DiscoverIE buys US-based Magnasphere, Asos appoints Google exec to board
Updated : 07:35
London open
The FTSE 100 was expected to open 20 points higher on Thursday, having closed up 1.72% at 7,497.32 on Wednesday.
Stocks to watch
Electronics maker discoverIE Group said it had bought US-based Magnasphere Corporation for $22m (£19.1m). Magnasphere makes magnetic sensors and switches for industrial electronic applications. DiscoverIE said the acquisition is expected to be immediately accretive to group underlying earnings and underlying operating margin. The business, which is currently majority owned by management, is based in Waukesha, Wisconsin, with manufacturing facilities in Goshen, Indiana.
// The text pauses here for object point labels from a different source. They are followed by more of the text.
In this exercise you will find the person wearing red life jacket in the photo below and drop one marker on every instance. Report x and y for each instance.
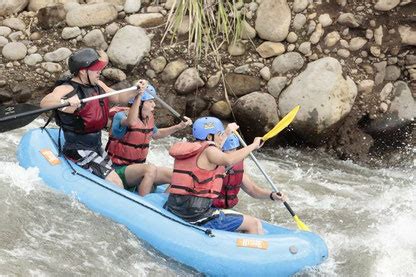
(82, 123)
(237, 179)
(131, 133)
(198, 171)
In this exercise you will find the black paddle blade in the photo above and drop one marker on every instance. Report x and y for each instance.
(13, 117)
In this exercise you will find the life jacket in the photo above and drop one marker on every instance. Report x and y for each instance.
(90, 117)
(134, 146)
(188, 178)
(230, 188)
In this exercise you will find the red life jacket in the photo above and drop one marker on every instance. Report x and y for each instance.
(188, 178)
(230, 188)
(134, 145)
(90, 117)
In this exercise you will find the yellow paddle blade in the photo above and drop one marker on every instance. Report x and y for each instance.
(302, 226)
(282, 124)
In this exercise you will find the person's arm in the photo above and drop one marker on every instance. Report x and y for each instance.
(164, 132)
(57, 96)
(123, 98)
(216, 156)
(252, 189)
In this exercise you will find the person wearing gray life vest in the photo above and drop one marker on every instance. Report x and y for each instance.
(82, 123)
(198, 171)
(236, 178)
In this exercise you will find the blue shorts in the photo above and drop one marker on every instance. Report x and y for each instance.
(226, 222)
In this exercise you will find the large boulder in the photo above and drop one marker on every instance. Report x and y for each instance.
(36, 5)
(324, 95)
(128, 46)
(12, 6)
(256, 113)
(273, 20)
(241, 84)
(402, 112)
(89, 15)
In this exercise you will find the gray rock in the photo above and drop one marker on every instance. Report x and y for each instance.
(349, 20)
(324, 95)
(257, 113)
(70, 32)
(221, 109)
(8, 7)
(3, 41)
(5, 31)
(128, 46)
(14, 23)
(95, 39)
(145, 20)
(36, 5)
(58, 55)
(14, 51)
(173, 69)
(287, 62)
(51, 67)
(270, 49)
(188, 81)
(300, 5)
(273, 20)
(386, 5)
(214, 80)
(158, 64)
(89, 15)
(240, 84)
(392, 73)
(299, 21)
(114, 74)
(132, 6)
(276, 85)
(33, 59)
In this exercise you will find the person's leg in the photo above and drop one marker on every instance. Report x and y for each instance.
(251, 225)
(143, 173)
(163, 175)
(115, 179)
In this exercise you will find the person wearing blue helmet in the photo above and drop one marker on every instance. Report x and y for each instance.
(198, 174)
(237, 179)
(132, 130)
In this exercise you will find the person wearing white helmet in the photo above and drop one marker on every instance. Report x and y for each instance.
(236, 178)
(82, 123)
(198, 174)
(131, 133)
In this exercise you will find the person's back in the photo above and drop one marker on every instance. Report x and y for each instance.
(82, 123)
(191, 194)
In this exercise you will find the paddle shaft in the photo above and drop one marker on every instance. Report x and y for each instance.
(167, 106)
(265, 174)
(63, 105)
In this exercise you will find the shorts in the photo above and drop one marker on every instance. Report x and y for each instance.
(121, 172)
(226, 220)
(98, 164)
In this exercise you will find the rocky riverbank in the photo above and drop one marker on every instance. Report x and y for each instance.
(350, 65)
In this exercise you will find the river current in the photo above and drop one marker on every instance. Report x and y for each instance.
(366, 216)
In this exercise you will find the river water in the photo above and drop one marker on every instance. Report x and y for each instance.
(366, 216)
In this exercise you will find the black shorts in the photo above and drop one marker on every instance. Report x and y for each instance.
(96, 163)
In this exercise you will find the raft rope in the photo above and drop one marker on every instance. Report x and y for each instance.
(206, 231)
Online fast-fashion retailer Asos has appointed a senior Google executive to its board as it works to boost corporate governance. Marie Gulin-Merle was on Thursday named as a non-executive director. Currently Google's a vice-president of advertising marketing, based in New York, she also held various executive positions such as chief marketing officer of Calvin Klein, chief digital officer of PVH and group CMO of L'Oreal USA. Gulin-Merle will join the Asos board on February 1, 2023 and will serve on the remuneration committee, amongst others, the company said in a statement.
Newspaper round-up
Rishi Sunak is under growing pressure to offer more help to older workers who have fallen out of the workforce due to ill health, as official figures show a sharp increase in the rates of long-term sickness in every region of the UK except London. Highlighting deep regional divisions, figures from the Office for National Statistics show economic inactivity due to long-term sickness has increased most among 50 to 64-year-olds outside the capital since the Covid pandemic. – Guardian
More than three-quarters of firms say the government’s post-Brexit trade deal with the EU has not helped them to expand their business in the last two years despite promises that it was an “oven-ready” deal. A survey by the British Chambers of Commerce (BCC) has prompted the business lobby group to present the government with five urgent recommendations for enhancing the agreement, which has left many exporters struggling to sell into the EU under the current terms. – Guardian
Pret A Manger is axing almost all of its vegetarian-only stores as the novelty of meat-free branches wears off. The sandwich chain is to shut or rebrand 75pc of its Veggie Pret stores six years after they first launched. – Telegraph
Sir Tom Hunter, the billionaire investor and philanthropist, has reaffirmed his commitment to THG, insisting that Matt Moulding’s struggling beauty-to-nutrition retailer has been a “a real success story” (Greig Cameron writes). Hunter, 61, has had a business relationship with Moulding, 50, since 2009 and been a vocal supporter even as THG — formerly The Hut Group — has stumbled. – The Times
Sharan Pasricha, the wealthy entrepreneur behind Gleneagles and the trendy Hoxton hotel chain, has collected an estimated €260 million by selling the underlying assets of the hotels in Amsterdam and Paris. The near €1 million per room paid by Schroders, the buyer of the two properties, is thought to be the biggest per-room price ever paid in Europe for a hotel without suites. – The Times
US close
Wall Street stocks closed in positive territory on Wednesday, as traders refused to give up hope of a possible Santa rally.
At the close, the Dow Jones Industrial Average was up 1.8% at 33,376.48, as the S&P 500 added 1.49% to 3,878.44, and the Nasdaq Composite was ahead 1.54% at 10,709.37.
The Dow closed 526.74 points higher on Wednesday, extending the gains it recorded on Tuesday.
Wednesday's primary focus was the Conference Board's consumer confidence index, with data revealing Americans consumers were unexpectedly more upbeat at the end of 2022.
The consumer confidence index jumped from a reading of 101.4 for November to 108.3 in December - its highest reading since the previous April and well ahead of expectations for a print of 101.